Counting doesn’t have to involve only positive, whole numbers. A bank balance is a count, but it can be negative. And you can combine counting numbers: one hundred cents make a dollar, so a cent is one hundredth of a dollar.

Measurement is different. Measurements are by nature approximate, not exact. When you say that an object is “one meter” long, you’re fundamentally limited by the precision of your measuring instrument. Even if the object is, in fact, *exactly* one meter in length, there is no measuring instrument that could verify it. And the meterstick is itself arbitrary: you could substitute a yardstick and get a different number without anything about the situation really changing.

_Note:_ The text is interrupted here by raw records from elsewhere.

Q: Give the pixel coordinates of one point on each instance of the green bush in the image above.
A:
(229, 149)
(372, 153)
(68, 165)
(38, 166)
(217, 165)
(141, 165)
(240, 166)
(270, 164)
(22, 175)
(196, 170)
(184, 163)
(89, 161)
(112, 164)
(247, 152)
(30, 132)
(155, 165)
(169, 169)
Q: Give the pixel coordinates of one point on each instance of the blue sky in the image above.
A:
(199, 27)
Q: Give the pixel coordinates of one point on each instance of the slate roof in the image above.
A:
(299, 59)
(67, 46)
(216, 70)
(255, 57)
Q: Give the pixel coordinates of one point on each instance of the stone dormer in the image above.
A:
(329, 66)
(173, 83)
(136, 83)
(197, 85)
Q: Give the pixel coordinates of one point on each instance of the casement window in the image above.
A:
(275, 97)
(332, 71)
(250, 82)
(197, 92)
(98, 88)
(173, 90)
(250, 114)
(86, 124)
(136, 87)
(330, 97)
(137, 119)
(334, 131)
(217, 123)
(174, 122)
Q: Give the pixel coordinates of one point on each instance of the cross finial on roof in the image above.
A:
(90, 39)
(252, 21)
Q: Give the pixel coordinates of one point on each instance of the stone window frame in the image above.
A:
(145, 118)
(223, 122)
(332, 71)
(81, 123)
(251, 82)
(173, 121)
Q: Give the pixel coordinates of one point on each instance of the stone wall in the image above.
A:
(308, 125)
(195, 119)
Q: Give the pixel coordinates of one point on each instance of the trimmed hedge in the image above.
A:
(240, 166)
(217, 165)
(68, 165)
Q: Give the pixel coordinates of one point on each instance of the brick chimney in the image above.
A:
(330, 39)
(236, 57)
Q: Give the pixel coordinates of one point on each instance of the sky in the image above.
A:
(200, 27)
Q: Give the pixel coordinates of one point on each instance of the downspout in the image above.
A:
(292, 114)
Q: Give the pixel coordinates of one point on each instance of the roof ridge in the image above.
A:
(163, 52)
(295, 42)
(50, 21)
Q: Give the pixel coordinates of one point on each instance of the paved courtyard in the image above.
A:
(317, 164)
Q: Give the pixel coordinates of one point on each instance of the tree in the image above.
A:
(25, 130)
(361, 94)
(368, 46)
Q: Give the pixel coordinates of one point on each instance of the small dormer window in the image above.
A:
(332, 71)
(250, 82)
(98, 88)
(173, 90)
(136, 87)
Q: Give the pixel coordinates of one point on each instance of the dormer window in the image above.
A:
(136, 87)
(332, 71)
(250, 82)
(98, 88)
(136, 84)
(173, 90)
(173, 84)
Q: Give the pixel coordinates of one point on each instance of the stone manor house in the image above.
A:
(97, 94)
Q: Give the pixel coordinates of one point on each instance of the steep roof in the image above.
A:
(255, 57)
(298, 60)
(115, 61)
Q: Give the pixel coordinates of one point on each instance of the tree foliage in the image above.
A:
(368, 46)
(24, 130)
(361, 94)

What does it mean for a number to “be represented in the real physical world”? Well, if you have two shoes, then that is in some sense an exact representation of “two” in the real physical world. There’s no error or uncertainty there; there’s no possibility that you actually have 2.00000001 shoes. The same applies to negative integers and to rational numbers: we can construct simple real-world situations in which these numbers have an exact, unambiguous relationship to reality.

The same isn’t true for measurements. A stick that you’ve measured at one meter is not a perfect, absolute representation of the number “one”. All you can say is that you can’t distinguish the length of the stick from one meter with the equipment you have. The same is true for a stick whose length you measure to be indistinguishable from pi meters, or the square root of two meters.

In your example, you have “a one meter by one meter square of wood, which is a perfect square precisely to the atom”. This is like a math problem from a textbook. If you stipulate that the plank is *exactly* one meter by one meter, then its diagonal is exactly √2 meters. But there is no piece of wood in the real world that we can guarantee to be *exactly* one meter in the way that you can say that are wearing exactly two socks.